名神高速道路尼崎インター周辺が名神町とは分かりやすい。今から考えるとずいぶん安易なネーミングだが、名神高速が開通した63年当時、多くの人々が高速道路によるまちの発展を信じていた。当時の意気込みを感じさせる地名である。


扇町、末広町、鶴町

戦前、尼崎築港によってすすめられた臨海地域の埋め立てで、次々と新たな土地が造成されていった。この時期の臨海部の地名は縁起をかついだおめでたい名前ばかり。


武庫之荘

豊かな農地が広がる武庫ノ庄村に、イギリス田園都市を作ろうと阪急電鉄の創始者小林一三が住宅開発に乗り出した。阪急武庫之荘駅が完成したのは昭和13年のことだった。

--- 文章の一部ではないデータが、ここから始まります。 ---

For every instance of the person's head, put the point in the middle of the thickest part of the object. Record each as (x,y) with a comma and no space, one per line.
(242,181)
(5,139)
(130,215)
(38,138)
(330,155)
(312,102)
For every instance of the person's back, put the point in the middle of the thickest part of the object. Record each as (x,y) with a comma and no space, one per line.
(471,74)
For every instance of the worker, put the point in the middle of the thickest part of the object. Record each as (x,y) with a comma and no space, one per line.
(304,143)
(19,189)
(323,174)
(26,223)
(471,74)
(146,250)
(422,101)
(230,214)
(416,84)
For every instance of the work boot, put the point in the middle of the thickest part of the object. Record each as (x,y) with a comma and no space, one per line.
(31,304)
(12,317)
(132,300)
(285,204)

この時、小林は「武庫ノ庄」から「武庫之荘」に漢字を改めた。伝統を感じさせる「之」と荘園を連想させる「荘」の文字により、まちのブランドというものを強く意識したのである。

住居表示って何?

日本には古くからの地名として字(あざ)があった。しかし戦後、より合理的で把握しやすい住所をつけるために、「住居表示に関する法律」(1962年)が施行された。これにより各地で、伝統ある小字を廃止し街区や道路を基準にした住居表示が広まった。しかし90年代に入り、改めてまちのアイデンティティを問う風潮が高まり、字(あざ)を地域の伝承や歴史性と捉えて見直す動きが起こりつつある。